Art in America: “Up Close 2016: Around Houston”

By December 27, 2016 Art in America

Trey Duvall, Passage, 2015-16, 4,100 pounds unfired porcelain clay, steel, water. Photo Trey Duvall.

Houston’s art mavens have to pay close attention. New venues and artist-run spaces pop up and disband at a rapid rate. Meanwhile, three highly anticipated additions at big institutions are still months or years away. The Menil Drawing Institute, a freestanding exhibition and storage space at the Menil, is set to open next year, as are some of Stephen Holl’s new plazas and buildings for the Museum of Fine Arts and the Moody Center for the Arts at Rice University. The latter, designed by Michael Maltzan, is an art-and-technology initiative that will bring superstars like Olafur Eliasson and Diana Thater to interact with Rice’s students.

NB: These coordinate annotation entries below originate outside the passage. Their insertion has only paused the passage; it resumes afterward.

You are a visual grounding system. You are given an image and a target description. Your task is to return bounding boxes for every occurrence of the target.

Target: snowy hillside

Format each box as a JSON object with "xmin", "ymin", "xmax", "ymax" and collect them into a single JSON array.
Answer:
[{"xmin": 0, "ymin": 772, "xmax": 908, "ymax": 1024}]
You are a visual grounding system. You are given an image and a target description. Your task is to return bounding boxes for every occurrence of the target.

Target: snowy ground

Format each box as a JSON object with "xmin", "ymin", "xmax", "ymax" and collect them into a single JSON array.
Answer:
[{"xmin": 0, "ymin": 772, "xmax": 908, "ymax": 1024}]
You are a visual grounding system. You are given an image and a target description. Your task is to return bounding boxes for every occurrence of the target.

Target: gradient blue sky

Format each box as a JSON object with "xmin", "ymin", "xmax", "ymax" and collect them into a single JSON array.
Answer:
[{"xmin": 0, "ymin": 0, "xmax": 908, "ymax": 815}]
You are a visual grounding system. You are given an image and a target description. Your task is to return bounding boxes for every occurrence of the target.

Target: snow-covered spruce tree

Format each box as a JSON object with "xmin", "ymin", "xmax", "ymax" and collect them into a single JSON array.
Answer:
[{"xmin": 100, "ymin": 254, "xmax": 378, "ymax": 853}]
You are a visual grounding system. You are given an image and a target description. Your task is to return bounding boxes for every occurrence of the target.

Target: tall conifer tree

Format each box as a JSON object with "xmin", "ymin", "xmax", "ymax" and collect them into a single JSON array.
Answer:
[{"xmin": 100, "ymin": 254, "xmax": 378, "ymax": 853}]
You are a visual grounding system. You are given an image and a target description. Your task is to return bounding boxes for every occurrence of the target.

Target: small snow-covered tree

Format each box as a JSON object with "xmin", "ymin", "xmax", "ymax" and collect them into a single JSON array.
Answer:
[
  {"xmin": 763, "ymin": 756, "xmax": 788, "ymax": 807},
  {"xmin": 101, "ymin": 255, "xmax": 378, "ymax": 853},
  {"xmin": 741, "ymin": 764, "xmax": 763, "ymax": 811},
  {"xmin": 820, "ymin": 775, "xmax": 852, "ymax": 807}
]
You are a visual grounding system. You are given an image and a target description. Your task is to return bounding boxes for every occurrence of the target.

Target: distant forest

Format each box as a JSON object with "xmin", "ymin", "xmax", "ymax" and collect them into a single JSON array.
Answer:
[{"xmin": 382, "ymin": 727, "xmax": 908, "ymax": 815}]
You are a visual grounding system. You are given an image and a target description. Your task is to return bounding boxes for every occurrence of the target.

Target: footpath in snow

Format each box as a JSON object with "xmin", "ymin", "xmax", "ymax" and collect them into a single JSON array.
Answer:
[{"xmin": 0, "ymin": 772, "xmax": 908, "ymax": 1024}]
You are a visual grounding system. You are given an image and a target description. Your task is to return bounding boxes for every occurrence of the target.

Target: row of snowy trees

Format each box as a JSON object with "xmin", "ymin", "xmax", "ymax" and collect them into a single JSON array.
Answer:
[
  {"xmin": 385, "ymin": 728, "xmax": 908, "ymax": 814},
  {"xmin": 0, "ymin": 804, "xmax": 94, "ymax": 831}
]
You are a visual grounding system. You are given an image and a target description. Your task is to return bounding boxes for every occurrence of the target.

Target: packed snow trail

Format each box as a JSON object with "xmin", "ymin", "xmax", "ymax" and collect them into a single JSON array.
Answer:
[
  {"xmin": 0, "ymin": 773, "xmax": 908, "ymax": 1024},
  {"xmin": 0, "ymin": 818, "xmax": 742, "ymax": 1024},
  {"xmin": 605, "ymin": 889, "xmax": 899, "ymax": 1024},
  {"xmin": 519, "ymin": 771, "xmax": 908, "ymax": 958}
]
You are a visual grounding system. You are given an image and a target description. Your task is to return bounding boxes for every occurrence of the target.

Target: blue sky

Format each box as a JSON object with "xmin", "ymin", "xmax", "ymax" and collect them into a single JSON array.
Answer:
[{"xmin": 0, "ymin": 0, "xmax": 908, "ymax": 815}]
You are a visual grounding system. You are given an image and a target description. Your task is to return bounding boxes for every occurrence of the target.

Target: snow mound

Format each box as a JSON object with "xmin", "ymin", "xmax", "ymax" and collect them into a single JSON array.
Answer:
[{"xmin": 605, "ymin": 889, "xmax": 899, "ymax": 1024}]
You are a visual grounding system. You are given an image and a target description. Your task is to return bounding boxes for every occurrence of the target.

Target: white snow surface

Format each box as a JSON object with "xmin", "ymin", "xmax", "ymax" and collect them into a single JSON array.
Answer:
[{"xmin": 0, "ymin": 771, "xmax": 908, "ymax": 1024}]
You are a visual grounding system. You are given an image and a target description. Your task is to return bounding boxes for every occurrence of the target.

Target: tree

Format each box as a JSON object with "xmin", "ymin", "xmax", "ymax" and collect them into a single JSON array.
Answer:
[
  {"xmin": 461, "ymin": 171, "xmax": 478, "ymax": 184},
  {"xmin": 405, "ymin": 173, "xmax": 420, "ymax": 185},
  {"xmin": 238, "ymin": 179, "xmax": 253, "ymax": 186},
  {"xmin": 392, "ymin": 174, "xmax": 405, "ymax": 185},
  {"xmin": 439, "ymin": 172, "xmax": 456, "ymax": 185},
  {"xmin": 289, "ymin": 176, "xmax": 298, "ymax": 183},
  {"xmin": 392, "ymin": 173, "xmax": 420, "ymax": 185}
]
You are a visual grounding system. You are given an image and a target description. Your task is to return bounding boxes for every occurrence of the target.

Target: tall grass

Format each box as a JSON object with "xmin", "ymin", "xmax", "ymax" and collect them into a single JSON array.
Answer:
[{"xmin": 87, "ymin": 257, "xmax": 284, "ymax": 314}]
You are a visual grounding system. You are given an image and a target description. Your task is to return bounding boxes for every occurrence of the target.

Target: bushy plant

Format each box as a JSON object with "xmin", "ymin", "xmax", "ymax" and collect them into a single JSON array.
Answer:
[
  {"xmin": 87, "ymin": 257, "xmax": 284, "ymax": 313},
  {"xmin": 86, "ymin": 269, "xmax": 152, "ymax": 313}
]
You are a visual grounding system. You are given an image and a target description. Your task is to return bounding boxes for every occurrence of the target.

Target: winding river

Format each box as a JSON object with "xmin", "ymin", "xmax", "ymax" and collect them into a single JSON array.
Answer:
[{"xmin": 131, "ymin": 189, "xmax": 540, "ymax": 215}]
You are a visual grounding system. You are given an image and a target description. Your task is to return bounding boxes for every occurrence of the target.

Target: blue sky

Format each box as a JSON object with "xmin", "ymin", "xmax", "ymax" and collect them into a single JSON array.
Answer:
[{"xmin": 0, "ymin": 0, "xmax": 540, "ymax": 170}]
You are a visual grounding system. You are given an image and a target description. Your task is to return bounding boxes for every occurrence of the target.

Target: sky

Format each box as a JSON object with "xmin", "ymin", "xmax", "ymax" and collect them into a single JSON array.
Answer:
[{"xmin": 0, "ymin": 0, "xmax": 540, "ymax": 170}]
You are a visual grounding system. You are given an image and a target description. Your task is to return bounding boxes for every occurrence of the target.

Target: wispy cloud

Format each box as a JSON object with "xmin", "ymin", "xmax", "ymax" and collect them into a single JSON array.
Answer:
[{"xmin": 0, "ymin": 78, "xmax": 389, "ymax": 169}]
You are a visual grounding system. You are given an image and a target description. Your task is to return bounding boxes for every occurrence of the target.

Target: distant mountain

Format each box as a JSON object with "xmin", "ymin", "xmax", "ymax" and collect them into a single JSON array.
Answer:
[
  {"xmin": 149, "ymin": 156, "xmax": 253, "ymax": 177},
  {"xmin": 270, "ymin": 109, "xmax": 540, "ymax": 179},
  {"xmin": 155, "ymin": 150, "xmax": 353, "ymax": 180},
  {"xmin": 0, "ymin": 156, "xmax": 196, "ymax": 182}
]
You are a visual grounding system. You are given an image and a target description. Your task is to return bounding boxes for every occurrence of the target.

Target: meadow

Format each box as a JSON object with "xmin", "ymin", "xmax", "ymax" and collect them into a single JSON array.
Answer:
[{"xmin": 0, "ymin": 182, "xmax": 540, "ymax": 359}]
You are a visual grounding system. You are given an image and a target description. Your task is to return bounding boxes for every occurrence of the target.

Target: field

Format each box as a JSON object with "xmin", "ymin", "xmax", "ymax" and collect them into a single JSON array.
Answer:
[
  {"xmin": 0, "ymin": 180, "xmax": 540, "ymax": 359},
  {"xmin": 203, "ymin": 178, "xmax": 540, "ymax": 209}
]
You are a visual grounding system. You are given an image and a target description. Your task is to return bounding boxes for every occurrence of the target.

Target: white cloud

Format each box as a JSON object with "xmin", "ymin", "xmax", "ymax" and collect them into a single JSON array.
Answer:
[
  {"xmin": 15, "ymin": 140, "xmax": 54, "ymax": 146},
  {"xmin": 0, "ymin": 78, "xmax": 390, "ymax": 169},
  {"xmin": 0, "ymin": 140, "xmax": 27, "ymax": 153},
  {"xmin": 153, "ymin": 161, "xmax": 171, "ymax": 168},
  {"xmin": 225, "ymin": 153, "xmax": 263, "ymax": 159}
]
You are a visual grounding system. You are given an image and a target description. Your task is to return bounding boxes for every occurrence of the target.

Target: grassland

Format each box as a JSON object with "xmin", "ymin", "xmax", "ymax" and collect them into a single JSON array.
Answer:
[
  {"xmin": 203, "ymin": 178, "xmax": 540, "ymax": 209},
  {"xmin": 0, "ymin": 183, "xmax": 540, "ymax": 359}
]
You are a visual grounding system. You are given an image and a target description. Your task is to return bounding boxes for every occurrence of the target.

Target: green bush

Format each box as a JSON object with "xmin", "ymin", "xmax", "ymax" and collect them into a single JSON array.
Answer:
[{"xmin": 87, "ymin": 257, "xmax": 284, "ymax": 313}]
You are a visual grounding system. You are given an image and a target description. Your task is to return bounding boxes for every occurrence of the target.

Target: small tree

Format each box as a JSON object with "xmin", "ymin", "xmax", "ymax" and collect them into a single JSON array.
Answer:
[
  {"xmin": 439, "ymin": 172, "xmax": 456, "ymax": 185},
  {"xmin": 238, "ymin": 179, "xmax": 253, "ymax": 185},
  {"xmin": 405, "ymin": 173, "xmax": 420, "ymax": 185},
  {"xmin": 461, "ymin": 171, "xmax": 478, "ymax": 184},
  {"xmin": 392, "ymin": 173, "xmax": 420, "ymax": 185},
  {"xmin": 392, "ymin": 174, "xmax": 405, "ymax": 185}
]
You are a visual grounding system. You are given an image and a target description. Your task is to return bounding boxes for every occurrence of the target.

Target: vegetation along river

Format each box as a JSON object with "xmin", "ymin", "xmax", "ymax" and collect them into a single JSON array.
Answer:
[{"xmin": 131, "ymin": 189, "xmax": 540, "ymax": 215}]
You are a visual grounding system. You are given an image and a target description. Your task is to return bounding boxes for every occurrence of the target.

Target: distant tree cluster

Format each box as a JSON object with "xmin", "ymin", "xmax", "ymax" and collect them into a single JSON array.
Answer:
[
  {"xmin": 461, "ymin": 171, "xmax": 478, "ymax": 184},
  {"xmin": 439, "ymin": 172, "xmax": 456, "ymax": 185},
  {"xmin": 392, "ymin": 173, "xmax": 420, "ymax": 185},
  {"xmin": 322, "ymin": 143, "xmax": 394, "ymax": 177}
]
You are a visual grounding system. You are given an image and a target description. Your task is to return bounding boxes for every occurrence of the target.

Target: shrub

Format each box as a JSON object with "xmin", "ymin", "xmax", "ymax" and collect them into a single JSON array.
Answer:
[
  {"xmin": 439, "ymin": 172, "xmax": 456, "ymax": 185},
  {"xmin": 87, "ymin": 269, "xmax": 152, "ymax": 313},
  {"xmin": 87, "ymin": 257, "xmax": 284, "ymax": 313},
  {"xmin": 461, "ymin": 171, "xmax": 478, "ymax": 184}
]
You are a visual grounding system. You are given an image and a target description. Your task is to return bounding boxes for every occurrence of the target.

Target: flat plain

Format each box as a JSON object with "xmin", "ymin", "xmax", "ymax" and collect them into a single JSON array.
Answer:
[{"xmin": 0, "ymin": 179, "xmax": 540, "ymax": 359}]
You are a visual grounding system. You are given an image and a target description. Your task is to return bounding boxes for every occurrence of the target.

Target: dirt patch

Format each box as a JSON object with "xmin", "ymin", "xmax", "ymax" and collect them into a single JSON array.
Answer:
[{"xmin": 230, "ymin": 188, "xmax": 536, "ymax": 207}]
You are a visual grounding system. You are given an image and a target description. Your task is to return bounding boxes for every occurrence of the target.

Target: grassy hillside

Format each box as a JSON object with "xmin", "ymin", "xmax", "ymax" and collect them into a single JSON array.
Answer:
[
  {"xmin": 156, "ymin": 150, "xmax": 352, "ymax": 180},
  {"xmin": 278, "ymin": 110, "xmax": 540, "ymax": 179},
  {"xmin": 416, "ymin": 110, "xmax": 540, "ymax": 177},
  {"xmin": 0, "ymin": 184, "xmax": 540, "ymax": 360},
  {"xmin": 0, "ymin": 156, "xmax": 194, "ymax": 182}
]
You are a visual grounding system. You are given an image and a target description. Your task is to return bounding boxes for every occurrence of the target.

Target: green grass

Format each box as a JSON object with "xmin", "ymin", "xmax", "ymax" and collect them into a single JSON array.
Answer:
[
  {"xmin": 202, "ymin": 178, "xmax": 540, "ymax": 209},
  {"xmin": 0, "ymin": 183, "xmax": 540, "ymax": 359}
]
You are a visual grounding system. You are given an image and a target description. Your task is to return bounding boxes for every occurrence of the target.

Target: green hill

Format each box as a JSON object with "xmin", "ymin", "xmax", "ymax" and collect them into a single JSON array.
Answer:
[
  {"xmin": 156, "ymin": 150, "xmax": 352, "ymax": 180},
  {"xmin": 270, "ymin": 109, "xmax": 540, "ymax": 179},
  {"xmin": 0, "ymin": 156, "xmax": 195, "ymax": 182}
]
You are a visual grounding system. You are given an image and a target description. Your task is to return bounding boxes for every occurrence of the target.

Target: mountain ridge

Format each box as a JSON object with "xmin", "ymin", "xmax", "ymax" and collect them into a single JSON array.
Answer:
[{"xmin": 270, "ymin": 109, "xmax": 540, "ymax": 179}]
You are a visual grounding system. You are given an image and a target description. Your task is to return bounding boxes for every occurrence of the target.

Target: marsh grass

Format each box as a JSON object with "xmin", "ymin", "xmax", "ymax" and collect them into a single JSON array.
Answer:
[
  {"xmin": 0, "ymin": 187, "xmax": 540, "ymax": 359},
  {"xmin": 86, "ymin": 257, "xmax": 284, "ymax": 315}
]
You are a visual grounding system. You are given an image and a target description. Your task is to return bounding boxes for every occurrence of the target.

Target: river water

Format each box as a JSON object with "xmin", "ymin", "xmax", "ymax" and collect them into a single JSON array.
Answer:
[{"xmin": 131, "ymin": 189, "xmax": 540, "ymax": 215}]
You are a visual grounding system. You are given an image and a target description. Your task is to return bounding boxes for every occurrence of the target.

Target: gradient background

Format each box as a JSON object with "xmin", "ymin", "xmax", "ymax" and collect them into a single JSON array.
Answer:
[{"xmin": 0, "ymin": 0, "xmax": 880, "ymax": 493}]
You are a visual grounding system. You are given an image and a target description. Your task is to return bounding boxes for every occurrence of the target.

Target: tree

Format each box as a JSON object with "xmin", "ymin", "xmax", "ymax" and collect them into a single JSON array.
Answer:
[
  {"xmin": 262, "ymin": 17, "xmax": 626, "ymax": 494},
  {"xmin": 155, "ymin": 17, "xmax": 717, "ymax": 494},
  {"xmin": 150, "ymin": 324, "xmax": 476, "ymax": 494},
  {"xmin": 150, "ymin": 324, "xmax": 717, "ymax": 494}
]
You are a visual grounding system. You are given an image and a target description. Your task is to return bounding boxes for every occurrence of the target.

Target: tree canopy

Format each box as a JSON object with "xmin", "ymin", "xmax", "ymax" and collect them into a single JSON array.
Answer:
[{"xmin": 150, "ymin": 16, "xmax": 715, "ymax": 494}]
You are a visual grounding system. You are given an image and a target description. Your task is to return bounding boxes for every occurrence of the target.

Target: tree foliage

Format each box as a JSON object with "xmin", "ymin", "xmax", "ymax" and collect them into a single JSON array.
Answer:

Sometimes America’s second-fastest growing city pauses long enough to notice abandoned structures that can be creatively reused for installations. The Silos at Sawyer Yard, once used to store rice, have been cleared out and given over to artists. Many terrific artists fail to account for the effects of the terrifying scale, but when projects succeed—like Janice Freeman’s hyper-femme floral swings, David Waddell’s projected collages that turned the damp silo into the backdrop for Boschian hallucinations, and Trey Duvall’s 4,100-pound clay sarcophagus slowly eroded by dripping water—it is marvelous. Even more overpowering sights are found in the Buffalo Bayou Park Cistern, a long-abandoned water-storage facility dating to the city’s early days. Magdalena Fernández is currently showing the immersive video piece 2iPM009 (2009), which—with its animation of multiplying grids suggesting cyber-Mondrian lattices—beautifully fills the space.

Just a five-hour drive away, New Orleans is always part of Houston’s consciousness, and many Houstonians keep apartments in the Faubourg Marigny for the food and wild festivities. I was thrilled to jury the Ogden Museum of Southern Art’s Louisiana Contemporary exhibition. I always love the Ogden’s unique focus on what “Southernness” means in art and culture. Given the amount of great eccentric characters the populate the New Orleans scene, I was not surprised when the museum’s head curator told me I had picked a half dozen artists—including Paul Rizzo and Chris Bernstein—who were better known as colorful community bartenders. The opening took place on White Linen Night, a summer ritual common to many cities in the South. But even having seen Houston’s parade of white linen, I was not ready for the huge New Orleans version, where art patrons become a white surging mass filling the city’s central business district. Viewed from the Ogden’s roof, it looked as if a strange cult of Tennessee Williams impersonators had taken over the city.